Depremde iki kızıyla eşini kaybeden ve 6 Şubat’ta Antakya’da Çocuk Hakları Derneği’ni kuran Mümtaz Gövce, “Günlerce enkaz altında yardım bekleyen kızımın çabası adına tüm çocukların haklarıyla yaşaması için mücadele edeceğim” dedi.

Depremin üzerinden 1 yıl geçmesine rağmen Hatay’daki yaşam normale dönmüş değil. Sevdiklerinin göz göre göre enkazlarda ölüme terk edilmesinin acısını yaşayan Antakyalılar, bir yandan yaralarını sarmaya çalışırken, diğer yandan dayanışmayla kenti yeniden inşa etmek için uğraşıyor. Maraş merkezli depremlerden en çok etkilenen Antakya’da yıkılan Elit Apartmanı’nda eşi Sena Gövce ile kızları Eylül ve Ece Gövce’yi kaybeden Mümtaz Gövce, bir daha hiçbir çocuğun siyasetçilerin hatalarının cezasını çekmemesi için mücadele veriyor. Depremin 1. yıldönümünde Antakya’da Çocuk Hakları Derneği’ni kuran Gövce, ANF’ye konuştu.

Hayatının 6 Şubat 2023 öncesi ve sonrası olarak ikiye ayrıldığını belirten Gövce, ailesini kaybedince bambaşka bir adama dönüştüğünü vurguladı. Eşi ve iki kızıyla yitirmesiyle kendi hayatının da durduğunu ifade eden Gövce, deprem sonrası tek çabasının depremden mağdur olan çocuklara iyi bir gelecek bırakmak olduğunu kaydetti. Enkazda günlerce kurtarılmayı bekleyen kızı Eylül’ün, “Baba ben galiba burada öleceğim, kimse yardım etmiyor” diye bıraktığı mesaj kulaklarından gitmeyen Gövce, bu çaresizliği bir daha hiçbir çocuğun yaşamaması için mücadele verdiğini vurguladı.

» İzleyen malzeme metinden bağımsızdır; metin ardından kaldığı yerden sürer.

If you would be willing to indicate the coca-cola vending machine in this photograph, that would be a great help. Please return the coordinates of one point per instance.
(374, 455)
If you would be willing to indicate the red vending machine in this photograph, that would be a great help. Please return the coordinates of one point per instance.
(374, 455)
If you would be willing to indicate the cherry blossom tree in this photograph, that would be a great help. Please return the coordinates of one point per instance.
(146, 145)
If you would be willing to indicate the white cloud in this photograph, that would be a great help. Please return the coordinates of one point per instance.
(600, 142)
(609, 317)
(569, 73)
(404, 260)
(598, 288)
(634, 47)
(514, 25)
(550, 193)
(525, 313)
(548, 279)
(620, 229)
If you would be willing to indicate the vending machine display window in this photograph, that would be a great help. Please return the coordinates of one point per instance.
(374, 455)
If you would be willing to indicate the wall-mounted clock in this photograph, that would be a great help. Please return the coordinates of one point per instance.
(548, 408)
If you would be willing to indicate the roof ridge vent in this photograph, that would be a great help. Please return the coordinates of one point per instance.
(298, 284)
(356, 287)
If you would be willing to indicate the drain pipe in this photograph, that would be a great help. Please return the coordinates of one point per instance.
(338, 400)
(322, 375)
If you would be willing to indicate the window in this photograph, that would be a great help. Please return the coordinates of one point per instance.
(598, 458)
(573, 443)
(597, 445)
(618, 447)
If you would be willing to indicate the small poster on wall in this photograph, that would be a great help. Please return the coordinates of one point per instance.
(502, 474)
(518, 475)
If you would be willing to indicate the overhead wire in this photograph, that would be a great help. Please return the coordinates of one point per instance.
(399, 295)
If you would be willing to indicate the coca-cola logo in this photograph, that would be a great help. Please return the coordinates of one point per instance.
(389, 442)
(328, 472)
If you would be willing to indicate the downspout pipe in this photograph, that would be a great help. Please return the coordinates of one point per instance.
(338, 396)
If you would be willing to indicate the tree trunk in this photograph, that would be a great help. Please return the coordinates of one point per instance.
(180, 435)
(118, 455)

‘DEVLETTEN YARDIM HİÇ GELMEDİ!’

Maraş merkezli depremlerin 11 ili vurduğunda İstanbul’da olan Gövce, aklından hiç çıkmayan o geceyi şöyle anlattı: “İş gereği İstanbul’daydım. Eşim ve iki kızım da Hatay Ekinci Bulvarı’nda oturduğumuz Elit Apartmanı’ndaydı. En son eşimle mesajlaştım. 6 Şubat’ta okullar açıldığı için biri 6, diğeri 10 yaşındaki kızlarım yatmıştı. Öğretmen olan eşim de son hazırlıklarını yapıp yatmadan önce bana mesajla fotoğrafını göndermişti. Gece telefon çaldı. Arayan arkadaş çevremden biriydi. Hatay’da deprem olduğunun haberini verdi. Önce telaşlanmadım çünkü Hatay’da sürekli depremler oluyordu. Ama arkadaşımın ‘Yok bu defa ciddi’ demesi üzerine hemen eşimi aradım ama ulaşamadım. Başkalarını da arayıp ulaşamayınca hemen arabaya atladım, dörtlüleri yaktım ve emniyet şeridine girdim; nasıl gittiğimi bile hatırlamıyorum. Öğleden sonra saat 14.00 gibi Antakya’daydım. Yağmur yağıyordu, oturduğumuz yere bir gittim ki bina çökmüş. Annemler bize yakın oturuyordu, onlar evden sağ çıkabilmişlerdi. Devletten yardım hiç gelmedi. Hatta gıda, su ve temel ihtiyaçlara dahi ancak 4 gün sonra ulaşabildik.”

KAHREDEN MESAJLAR…

Depremin ikinci günü kendi imkanlarıyla Ankara’dan Antakya’ya vinç getirdiğini belirten Gövce, eşi ve kızlarının enkaz altındaki cansız bedenlerine yedinci günde Zonguldak’tan gelen madencilerin sayesinde ulaşabildiklerini söyledi. Enkazdan ilk önce kızı Eylül’ün, sonra eşi Sena’nın kucağında kızı Ece ile çıkarıldığını anlatan Gövce, “Üçünde de herhangi bir morluk, bir yara veya kanama yoktu. Muhtemelen yardım beklerken soğuktan, susuzluktan ve gıdasızlıktan yaşamlarını yitirmişler. Zaten onların cenazelerini İstanbul’a getirip defnettikten sonra kızımın enkazdan çıkarılırken elinde olan telefonunda bana peş peşe bıraktığı sesli mesajlara ulaşabildim ve yıkıldım. İstanbul’da taziyeleri alırken aklıma geldi telefon. Şarja taktım, pin kodunu biliyordum çünkü eşimin telefonuydu, telefonu açmamla patır patır Whatsapp mesajları gelmeye başladı. Kızım Eylül’ün bana gönderdiği mesajlar şebeke kesildiği ve sonradan bant daraltmaya gittikleri için zaten ulaşmadı.”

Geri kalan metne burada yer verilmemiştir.